Currently, social marketing is still a bit of a zero sum game. Once an online community is established, marketers are supposed to listen to what consumers tell them and respond in a meaningful way. But there is a significant gap between brands building an online community and then monetising it.

Communities devoid of meaningful activity soon degrade into a reactionary force. Starbucks announced recently that it had 10 million Facebook fans, but what is the brand going to do with these fans now they are there? Maybe it has something in mind, maybe not, but it’s surprising how many companies don’t. Not having a clear strategy is the equivalent of inviting hundreds of people to a concert and then forgetting to hire a headliner. Anticipation gives way to mild confusion as people wonder if they came to the right place, then someone at the back starts a slow hand-clap which gradually swells into a roar, before finally everyone gets fed up and leaves.

It is this ability for social to go badly wrong that Nestle found out to its cost when it built a “community,” then simply served its “fans” with press releases, ending up in the middle of an eco-scandal that created incredibly negative PR for the brand that continues to this day. And as Dr Pepper discovered in the now infamous “one girl two cups” fiasco, not thinking things through in the social space can lead to a world of pain.

Sometimes marketers are lucky, and have fan pages set up without any effort on their part. But even this can be a double-edged sword. Marketers must figure out how to engage with an audience in a way that inspires meaningful and positive conversations, and leads to loyalty and sales. An interesting point from the story about eBay and social commerce is a quote from David Smith, from online retail body the IMRG. He claims that retailers are more interested in reputation management through social media than any active selling initiatives, and to me that is as a direct result of brands failing to take a positive lead. By failing to provide inspiration to communities, they in turn can become introspective, raising the risk of negativity and the need for reputation management.

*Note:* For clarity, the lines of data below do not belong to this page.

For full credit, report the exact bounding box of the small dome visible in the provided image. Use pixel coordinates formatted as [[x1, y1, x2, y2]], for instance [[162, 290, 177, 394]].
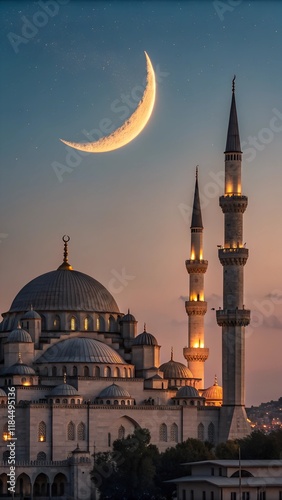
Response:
[[175, 385, 200, 399], [22, 309, 41, 319], [50, 384, 78, 396], [7, 325, 32, 344], [159, 359, 193, 379], [2, 363, 36, 375], [37, 337, 125, 364], [98, 384, 131, 398], [202, 377, 222, 400]]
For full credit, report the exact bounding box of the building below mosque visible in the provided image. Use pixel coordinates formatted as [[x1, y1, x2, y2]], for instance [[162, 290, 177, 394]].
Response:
[[0, 83, 249, 500]]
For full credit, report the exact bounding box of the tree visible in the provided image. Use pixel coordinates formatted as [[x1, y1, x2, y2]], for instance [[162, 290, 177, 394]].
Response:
[[156, 438, 215, 498], [92, 428, 161, 500]]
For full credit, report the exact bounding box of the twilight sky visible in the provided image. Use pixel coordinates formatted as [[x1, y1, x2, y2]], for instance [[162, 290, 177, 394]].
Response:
[[0, 0, 282, 405]]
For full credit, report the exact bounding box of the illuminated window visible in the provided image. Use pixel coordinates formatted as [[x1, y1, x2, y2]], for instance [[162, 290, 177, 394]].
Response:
[[77, 422, 85, 441], [160, 424, 167, 442], [38, 421, 46, 442], [198, 423, 205, 441], [70, 316, 76, 332], [68, 422, 75, 441], [208, 422, 215, 443], [118, 425, 125, 439], [170, 424, 178, 443]]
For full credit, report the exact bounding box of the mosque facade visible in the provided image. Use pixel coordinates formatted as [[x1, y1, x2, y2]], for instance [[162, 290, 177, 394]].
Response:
[[0, 86, 250, 500]]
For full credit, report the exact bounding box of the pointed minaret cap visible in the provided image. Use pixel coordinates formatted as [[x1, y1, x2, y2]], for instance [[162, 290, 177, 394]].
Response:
[[57, 234, 72, 271], [224, 75, 242, 153], [191, 165, 203, 229]]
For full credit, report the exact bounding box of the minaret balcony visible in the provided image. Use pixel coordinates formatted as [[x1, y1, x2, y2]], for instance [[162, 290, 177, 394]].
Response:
[[218, 247, 249, 266], [183, 347, 209, 362], [185, 259, 208, 274], [219, 194, 248, 214], [216, 309, 251, 326], [185, 300, 207, 316]]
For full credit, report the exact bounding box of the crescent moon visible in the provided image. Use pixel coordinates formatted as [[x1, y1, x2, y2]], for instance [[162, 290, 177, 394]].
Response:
[[60, 52, 156, 153]]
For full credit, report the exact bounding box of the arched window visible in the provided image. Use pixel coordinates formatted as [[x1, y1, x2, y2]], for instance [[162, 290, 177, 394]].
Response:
[[97, 316, 105, 332], [170, 424, 178, 443], [70, 316, 77, 332], [198, 422, 205, 441], [77, 422, 85, 441], [208, 422, 215, 444], [108, 316, 116, 332], [160, 424, 167, 442], [118, 425, 125, 439], [53, 315, 61, 330], [68, 422, 75, 441], [83, 316, 92, 331], [38, 420, 46, 442]]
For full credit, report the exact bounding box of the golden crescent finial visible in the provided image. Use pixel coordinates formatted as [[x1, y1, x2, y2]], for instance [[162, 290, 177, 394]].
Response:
[[58, 234, 72, 270], [232, 75, 236, 94]]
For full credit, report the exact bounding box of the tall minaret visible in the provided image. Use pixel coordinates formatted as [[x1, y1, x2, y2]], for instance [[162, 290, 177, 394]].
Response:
[[216, 77, 250, 441], [183, 167, 209, 389]]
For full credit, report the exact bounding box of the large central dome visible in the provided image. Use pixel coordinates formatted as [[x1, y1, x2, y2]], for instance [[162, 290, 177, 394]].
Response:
[[10, 268, 119, 313]]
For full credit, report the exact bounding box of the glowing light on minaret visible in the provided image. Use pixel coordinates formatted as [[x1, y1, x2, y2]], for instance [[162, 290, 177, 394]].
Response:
[[183, 167, 209, 389], [216, 77, 250, 442]]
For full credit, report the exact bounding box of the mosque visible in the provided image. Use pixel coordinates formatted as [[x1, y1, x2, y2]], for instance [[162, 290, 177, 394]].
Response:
[[0, 81, 250, 500]]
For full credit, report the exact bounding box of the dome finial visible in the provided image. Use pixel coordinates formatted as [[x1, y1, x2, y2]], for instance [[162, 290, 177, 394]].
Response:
[[58, 234, 72, 271], [232, 75, 236, 94]]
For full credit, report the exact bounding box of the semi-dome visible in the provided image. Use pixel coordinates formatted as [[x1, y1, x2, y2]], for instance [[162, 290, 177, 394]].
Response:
[[159, 359, 193, 379], [2, 363, 36, 375], [132, 332, 158, 345], [9, 268, 119, 313], [202, 377, 222, 401], [98, 384, 131, 398], [175, 385, 200, 399], [36, 337, 125, 364], [50, 384, 78, 396], [120, 309, 136, 323], [7, 325, 32, 344]]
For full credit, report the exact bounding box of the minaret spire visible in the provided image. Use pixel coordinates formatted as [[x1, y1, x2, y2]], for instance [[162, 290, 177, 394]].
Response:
[[183, 165, 209, 389], [225, 75, 242, 153], [216, 77, 250, 442]]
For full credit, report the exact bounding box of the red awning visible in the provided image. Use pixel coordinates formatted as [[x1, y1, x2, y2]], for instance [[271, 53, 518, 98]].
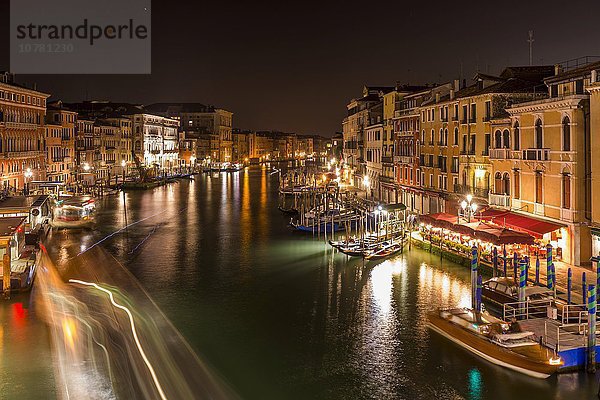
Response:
[[477, 208, 564, 239]]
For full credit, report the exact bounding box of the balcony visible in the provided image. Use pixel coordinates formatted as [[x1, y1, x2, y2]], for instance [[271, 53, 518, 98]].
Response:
[[560, 208, 577, 222], [522, 149, 550, 161], [4, 151, 44, 158], [490, 149, 512, 160], [394, 156, 414, 164], [533, 203, 545, 215], [379, 175, 395, 183], [4, 122, 40, 130], [454, 185, 490, 199], [488, 193, 510, 208]]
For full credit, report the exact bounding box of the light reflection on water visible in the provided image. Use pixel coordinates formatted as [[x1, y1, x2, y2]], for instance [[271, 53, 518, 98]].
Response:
[[5, 167, 595, 400]]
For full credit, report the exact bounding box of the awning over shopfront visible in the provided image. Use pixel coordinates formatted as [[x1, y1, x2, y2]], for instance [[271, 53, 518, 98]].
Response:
[[419, 213, 535, 246], [476, 208, 564, 239], [419, 213, 458, 229]]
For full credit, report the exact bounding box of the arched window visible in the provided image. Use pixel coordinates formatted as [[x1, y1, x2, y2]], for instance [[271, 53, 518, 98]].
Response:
[[502, 129, 510, 149], [535, 171, 544, 204], [513, 169, 521, 199], [502, 172, 510, 196], [563, 117, 571, 151], [535, 119, 544, 149], [494, 131, 502, 149], [513, 122, 521, 150], [562, 173, 571, 209], [494, 172, 503, 194]]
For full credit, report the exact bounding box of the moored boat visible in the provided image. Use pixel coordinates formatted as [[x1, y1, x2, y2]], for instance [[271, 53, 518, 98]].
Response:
[[277, 206, 298, 215], [427, 308, 562, 379], [365, 242, 402, 260]]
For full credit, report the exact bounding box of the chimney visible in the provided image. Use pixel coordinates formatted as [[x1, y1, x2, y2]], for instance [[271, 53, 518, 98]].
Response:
[[554, 64, 562, 75]]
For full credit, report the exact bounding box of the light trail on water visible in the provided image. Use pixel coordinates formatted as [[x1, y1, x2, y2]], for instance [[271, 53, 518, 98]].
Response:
[[69, 279, 167, 400]]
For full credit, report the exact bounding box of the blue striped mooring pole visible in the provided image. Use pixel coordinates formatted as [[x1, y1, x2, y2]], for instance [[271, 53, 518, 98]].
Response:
[[502, 245, 507, 278], [471, 246, 477, 308], [492, 247, 498, 277], [475, 275, 483, 312], [596, 261, 600, 302], [518, 259, 527, 316], [587, 285, 597, 372], [546, 244, 556, 290], [581, 272, 587, 304], [567, 268, 573, 304]]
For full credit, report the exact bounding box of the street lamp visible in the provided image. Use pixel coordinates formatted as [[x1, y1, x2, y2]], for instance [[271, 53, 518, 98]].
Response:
[[459, 194, 478, 223], [24, 168, 33, 195], [363, 175, 371, 198], [121, 160, 127, 183]]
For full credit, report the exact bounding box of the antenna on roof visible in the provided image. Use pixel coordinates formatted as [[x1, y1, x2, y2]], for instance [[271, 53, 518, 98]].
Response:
[[527, 31, 534, 66]]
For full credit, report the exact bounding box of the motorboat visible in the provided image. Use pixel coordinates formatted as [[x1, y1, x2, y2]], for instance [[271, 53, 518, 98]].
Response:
[[427, 308, 563, 379]]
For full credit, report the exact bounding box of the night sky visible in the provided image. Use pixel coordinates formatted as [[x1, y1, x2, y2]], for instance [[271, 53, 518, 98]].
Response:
[[0, 0, 600, 136]]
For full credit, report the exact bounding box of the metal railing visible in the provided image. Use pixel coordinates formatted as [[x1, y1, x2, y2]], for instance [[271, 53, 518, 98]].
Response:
[[489, 149, 511, 160], [560, 304, 588, 325], [542, 320, 587, 352], [488, 193, 510, 208], [502, 299, 554, 321], [522, 149, 550, 161]]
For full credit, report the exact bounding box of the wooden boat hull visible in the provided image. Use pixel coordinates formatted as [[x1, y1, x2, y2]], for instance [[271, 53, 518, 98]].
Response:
[[277, 207, 298, 215], [427, 312, 558, 379], [365, 244, 402, 260]]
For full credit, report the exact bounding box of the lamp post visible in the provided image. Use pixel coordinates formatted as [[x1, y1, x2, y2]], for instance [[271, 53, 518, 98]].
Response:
[[363, 175, 371, 199], [189, 156, 196, 172], [121, 160, 127, 183], [82, 163, 95, 192], [23, 168, 33, 196], [459, 194, 478, 223]]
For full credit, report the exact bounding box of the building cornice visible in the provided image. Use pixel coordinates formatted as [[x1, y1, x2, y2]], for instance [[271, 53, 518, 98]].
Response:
[[0, 82, 50, 98], [506, 95, 588, 116]]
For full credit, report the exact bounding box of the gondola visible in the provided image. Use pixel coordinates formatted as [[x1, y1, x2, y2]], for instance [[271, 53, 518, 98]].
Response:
[[427, 308, 563, 379], [277, 206, 298, 215], [365, 243, 402, 260]]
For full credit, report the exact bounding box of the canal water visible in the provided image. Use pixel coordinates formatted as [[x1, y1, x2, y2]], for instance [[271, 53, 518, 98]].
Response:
[[0, 167, 598, 400]]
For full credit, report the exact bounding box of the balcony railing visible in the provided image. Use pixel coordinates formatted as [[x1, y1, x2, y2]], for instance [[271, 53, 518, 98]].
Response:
[[454, 185, 490, 199], [394, 156, 415, 164], [533, 203, 545, 215], [490, 149, 511, 160], [488, 193, 510, 208], [523, 149, 550, 161], [4, 151, 44, 158], [560, 208, 576, 222], [379, 175, 394, 183]]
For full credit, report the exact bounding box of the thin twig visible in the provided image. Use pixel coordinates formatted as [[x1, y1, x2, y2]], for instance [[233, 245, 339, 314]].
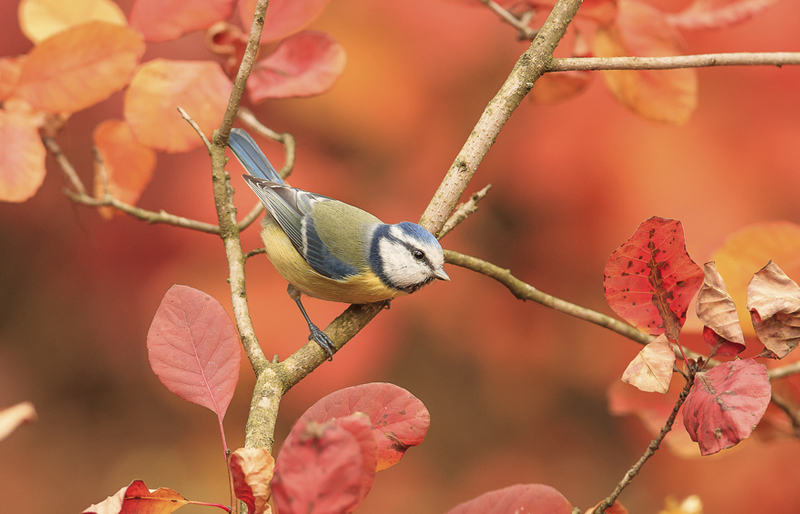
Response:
[[42, 136, 87, 196], [479, 0, 539, 40], [420, 0, 581, 235], [593, 371, 694, 514], [547, 52, 800, 72], [439, 184, 492, 239]]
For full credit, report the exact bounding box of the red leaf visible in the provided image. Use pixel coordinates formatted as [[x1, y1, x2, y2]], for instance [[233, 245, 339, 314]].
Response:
[[247, 31, 347, 102], [295, 382, 431, 471], [83, 480, 188, 514], [622, 334, 675, 394], [0, 109, 47, 202], [272, 414, 375, 514], [229, 448, 275, 514], [593, 0, 697, 123], [683, 359, 772, 455], [147, 285, 242, 444], [447, 484, 572, 514], [747, 261, 800, 359], [17, 21, 145, 112], [697, 262, 745, 356], [124, 59, 233, 152], [93, 120, 156, 219], [239, 0, 330, 43], [667, 0, 777, 29], [603, 216, 703, 340], [131, 0, 235, 42]]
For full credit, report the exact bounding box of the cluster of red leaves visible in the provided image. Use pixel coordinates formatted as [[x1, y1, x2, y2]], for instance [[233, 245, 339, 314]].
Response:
[[0, 0, 345, 204], [488, 0, 776, 123], [605, 217, 800, 455]]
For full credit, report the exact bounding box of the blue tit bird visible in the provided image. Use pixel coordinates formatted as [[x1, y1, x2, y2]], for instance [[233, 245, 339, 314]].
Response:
[[228, 129, 450, 359]]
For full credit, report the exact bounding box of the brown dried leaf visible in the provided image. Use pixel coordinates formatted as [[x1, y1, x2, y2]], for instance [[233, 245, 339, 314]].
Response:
[[747, 261, 800, 359]]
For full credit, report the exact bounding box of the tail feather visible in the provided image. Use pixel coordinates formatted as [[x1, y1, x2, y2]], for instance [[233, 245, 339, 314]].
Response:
[[228, 128, 284, 184]]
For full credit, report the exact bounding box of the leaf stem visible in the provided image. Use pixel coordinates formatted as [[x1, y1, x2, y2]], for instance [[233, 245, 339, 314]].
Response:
[[593, 367, 695, 514]]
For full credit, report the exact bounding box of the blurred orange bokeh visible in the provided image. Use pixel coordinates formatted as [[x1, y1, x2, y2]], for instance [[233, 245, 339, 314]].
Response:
[[0, 0, 800, 514]]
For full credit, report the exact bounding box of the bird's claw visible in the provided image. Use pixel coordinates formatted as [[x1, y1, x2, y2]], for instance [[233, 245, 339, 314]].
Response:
[[308, 324, 336, 361]]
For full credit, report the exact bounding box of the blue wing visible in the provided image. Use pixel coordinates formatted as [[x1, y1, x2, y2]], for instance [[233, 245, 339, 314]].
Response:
[[228, 129, 284, 184]]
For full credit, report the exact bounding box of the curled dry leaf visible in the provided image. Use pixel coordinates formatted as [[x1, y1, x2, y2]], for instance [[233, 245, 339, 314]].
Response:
[[697, 262, 745, 356], [124, 59, 233, 152], [229, 448, 275, 514], [593, 0, 697, 123], [447, 484, 572, 514], [747, 261, 800, 359], [622, 334, 675, 394], [18, 0, 128, 44], [247, 30, 347, 102], [93, 120, 156, 219], [603, 216, 703, 340], [0, 402, 36, 441], [131, 0, 238, 42], [0, 109, 47, 202], [17, 21, 145, 113], [83, 480, 188, 514], [683, 359, 772, 455]]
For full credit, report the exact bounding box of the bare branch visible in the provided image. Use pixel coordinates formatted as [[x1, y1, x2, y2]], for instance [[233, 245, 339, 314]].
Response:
[[420, 0, 581, 235], [439, 184, 492, 239], [547, 52, 800, 72], [478, 0, 539, 40]]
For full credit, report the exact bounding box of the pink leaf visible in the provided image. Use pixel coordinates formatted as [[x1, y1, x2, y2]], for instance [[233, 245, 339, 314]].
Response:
[[747, 261, 800, 359], [295, 383, 431, 471], [683, 359, 772, 455], [272, 414, 376, 514], [622, 334, 675, 394], [247, 31, 347, 102], [447, 484, 572, 514], [147, 285, 242, 444], [239, 0, 330, 43], [667, 0, 777, 29], [603, 216, 703, 340], [131, 0, 234, 42], [697, 262, 745, 356]]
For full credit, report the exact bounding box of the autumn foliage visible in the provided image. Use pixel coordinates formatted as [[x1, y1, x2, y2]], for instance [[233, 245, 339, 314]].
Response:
[[0, 0, 800, 514]]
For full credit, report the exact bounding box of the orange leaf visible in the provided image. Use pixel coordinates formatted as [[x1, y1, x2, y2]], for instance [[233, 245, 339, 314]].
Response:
[[124, 59, 233, 152], [0, 402, 36, 440], [229, 448, 275, 514], [593, 0, 697, 123], [712, 221, 800, 336], [239, 0, 330, 43], [667, 0, 777, 29], [747, 261, 800, 359], [18, 0, 128, 43], [18, 21, 145, 112], [697, 262, 745, 356], [622, 334, 675, 394], [93, 120, 156, 219], [0, 109, 47, 202], [83, 480, 189, 514], [0, 55, 25, 102], [131, 0, 234, 42], [247, 31, 347, 102]]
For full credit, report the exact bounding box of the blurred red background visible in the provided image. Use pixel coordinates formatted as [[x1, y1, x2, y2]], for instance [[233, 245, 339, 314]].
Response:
[[0, 0, 800, 514]]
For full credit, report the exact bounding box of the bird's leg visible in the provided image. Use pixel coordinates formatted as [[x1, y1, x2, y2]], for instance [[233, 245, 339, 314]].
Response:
[[286, 284, 336, 361]]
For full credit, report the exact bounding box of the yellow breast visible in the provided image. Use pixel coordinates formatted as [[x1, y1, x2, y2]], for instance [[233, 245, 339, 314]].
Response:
[[261, 221, 406, 303]]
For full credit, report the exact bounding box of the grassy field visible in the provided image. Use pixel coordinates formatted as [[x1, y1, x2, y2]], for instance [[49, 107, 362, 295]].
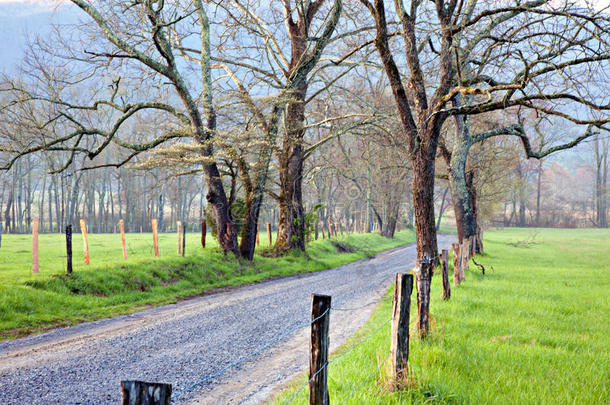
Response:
[[0, 227, 414, 340], [274, 229, 610, 404]]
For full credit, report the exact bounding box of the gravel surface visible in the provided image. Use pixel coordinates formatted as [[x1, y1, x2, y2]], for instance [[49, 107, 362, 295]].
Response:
[[0, 235, 454, 404]]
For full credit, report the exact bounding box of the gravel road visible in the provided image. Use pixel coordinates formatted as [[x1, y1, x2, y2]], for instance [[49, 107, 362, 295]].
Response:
[[0, 235, 454, 405]]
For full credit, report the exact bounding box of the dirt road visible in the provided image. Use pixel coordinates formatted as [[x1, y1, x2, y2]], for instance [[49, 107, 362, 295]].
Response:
[[0, 235, 454, 405]]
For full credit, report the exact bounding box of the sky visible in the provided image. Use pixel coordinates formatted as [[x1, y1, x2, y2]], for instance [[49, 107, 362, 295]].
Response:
[[0, 0, 610, 165]]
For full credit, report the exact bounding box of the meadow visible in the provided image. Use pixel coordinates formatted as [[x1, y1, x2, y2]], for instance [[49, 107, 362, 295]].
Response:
[[272, 228, 610, 404], [0, 230, 415, 340]]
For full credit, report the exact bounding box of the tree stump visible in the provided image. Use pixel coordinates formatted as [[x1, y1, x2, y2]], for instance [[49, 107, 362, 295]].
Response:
[[121, 381, 172, 405], [441, 249, 451, 300], [309, 294, 331, 405], [390, 274, 413, 381], [32, 219, 39, 273], [119, 219, 127, 260]]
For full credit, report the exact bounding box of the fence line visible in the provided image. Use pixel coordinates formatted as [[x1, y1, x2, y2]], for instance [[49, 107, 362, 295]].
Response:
[[333, 296, 393, 311], [283, 308, 392, 405], [181, 309, 330, 392]]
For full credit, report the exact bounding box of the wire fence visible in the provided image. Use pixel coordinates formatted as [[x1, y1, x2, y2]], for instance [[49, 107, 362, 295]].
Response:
[[283, 318, 392, 405], [176, 296, 393, 405], [176, 308, 330, 392]]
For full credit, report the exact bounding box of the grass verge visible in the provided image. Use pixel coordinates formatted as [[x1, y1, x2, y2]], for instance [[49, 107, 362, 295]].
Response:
[[0, 231, 414, 340], [272, 229, 610, 404]]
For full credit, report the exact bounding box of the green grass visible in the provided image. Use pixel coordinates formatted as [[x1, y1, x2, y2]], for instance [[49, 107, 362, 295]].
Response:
[[0, 227, 414, 340], [273, 229, 610, 404]]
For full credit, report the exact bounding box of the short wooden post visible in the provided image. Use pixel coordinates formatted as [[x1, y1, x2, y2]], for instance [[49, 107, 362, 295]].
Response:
[[415, 256, 435, 338], [390, 273, 413, 381], [66, 225, 72, 274], [32, 219, 39, 273], [176, 221, 182, 254], [451, 243, 462, 285], [150, 218, 159, 257], [309, 294, 331, 405], [201, 219, 208, 248], [119, 219, 127, 260], [182, 221, 186, 257], [121, 381, 172, 405], [460, 239, 470, 281], [441, 249, 451, 300], [80, 219, 89, 264], [267, 221, 273, 246]]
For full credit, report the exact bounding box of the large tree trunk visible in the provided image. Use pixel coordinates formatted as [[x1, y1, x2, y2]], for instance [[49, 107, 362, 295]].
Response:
[[275, 81, 307, 251], [411, 138, 438, 337], [448, 104, 476, 244]]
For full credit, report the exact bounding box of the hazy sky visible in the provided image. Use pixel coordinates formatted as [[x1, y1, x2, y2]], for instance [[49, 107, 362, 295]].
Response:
[[0, 0, 610, 163], [0, 0, 610, 71]]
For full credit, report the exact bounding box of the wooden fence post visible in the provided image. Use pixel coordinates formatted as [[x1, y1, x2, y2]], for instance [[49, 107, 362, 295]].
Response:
[[460, 239, 470, 281], [80, 219, 89, 264], [66, 225, 72, 274], [32, 219, 40, 273], [451, 243, 462, 285], [390, 273, 413, 381], [121, 381, 172, 405], [119, 219, 127, 260], [150, 218, 159, 257], [182, 221, 186, 257], [201, 219, 208, 248], [176, 221, 182, 254], [415, 256, 435, 338], [309, 294, 331, 405], [468, 235, 476, 257], [267, 221, 273, 246], [441, 249, 451, 300]]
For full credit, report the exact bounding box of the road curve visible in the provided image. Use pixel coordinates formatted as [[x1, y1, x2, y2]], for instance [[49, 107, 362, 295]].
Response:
[[0, 235, 454, 405]]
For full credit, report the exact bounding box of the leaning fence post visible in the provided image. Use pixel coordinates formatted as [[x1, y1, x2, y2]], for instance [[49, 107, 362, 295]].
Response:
[[201, 219, 207, 248], [121, 381, 172, 405], [309, 294, 331, 405], [390, 273, 413, 381], [460, 239, 470, 281], [441, 249, 451, 300], [415, 256, 435, 338], [267, 221, 272, 246], [66, 225, 72, 274], [451, 243, 462, 285], [32, 219, 39, 273], [150, 218, 163, 257], [182, 224, 186, 257], [80, 219, 89, 264], [176, 221, 182, 254]]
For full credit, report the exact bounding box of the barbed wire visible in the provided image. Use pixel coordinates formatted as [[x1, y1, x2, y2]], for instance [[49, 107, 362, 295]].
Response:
[[283, 318, 392, 405], [332, 297, 394, 311], [182, 308, 330, 392], [339, 351, 392, 405]]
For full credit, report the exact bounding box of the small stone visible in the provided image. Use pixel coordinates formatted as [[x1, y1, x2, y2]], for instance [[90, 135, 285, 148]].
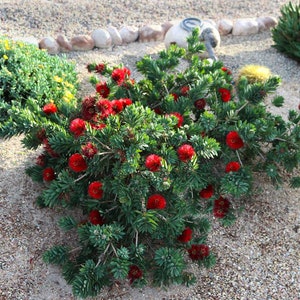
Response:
[[139, 25, 165, 43], [107, 26, 123, 46], [13, 36, 39, 48], [217, 19, 233, 35], [202, 19, 218, 29], [91, 28, 112, 48], [164, 23, 190, 48], [39, 37, 59, 54], [120, 26, 139, 44], [256, 17, 278, 31], [232, 19, 258, 35], [56, 34, 72, 52], [71, 35, 95, 51]]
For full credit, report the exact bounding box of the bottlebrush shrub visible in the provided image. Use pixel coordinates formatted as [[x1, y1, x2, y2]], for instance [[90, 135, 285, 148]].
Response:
[[10, 30, 300, 297], [0, 38, 78, 142], [271, 2, 300, 62]]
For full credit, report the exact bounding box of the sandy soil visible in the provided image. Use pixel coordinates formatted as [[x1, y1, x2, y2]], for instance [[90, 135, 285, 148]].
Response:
[[0, 1, 300, 300]]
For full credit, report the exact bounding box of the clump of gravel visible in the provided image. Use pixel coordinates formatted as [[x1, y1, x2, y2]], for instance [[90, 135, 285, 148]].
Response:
[[0, 0, 300, 300]]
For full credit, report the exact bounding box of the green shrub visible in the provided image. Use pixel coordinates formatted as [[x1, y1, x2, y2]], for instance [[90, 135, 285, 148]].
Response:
[[272, 2, 300, 61], [1, 30, 300, 298], [0, 38, 78, 141]]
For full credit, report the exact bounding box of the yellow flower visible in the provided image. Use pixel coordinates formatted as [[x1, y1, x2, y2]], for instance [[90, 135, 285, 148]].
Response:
[[4, 40, 11, 50], [238, 65, 272, 83], [64, 81, 74, 89]]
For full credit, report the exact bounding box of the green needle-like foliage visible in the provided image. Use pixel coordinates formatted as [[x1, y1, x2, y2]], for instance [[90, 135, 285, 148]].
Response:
[[272, 2, 300, 61], [0, 31, 300, 298]]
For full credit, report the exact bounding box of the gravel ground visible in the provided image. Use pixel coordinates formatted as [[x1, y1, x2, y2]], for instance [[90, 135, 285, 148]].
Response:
[[0, 0, 300, 300]]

However, by introducing online video into the mix, with its proven ability to engage people at a far deeper level than static text and images, we can deliver a far more positive online social experience. Great video not only sparks conversation but can also be product-driven. For the social marketer video is a very compelling way to first inspire and then activate the community into which it is placed. Using it can help convert lifeless communities, with a tendency towards negativity, into places filled with passionate constituents loyal to your brand.

And despite what Ebay’s Rinn says, there is movement in the right direction. As pointed out in NMA’s article last week, Dell, Disney, easyJet and P&G have all launched or are launching social commerce plans or tools. If they’re smart and use a proper online video strategy within these communities they will reap the rewards.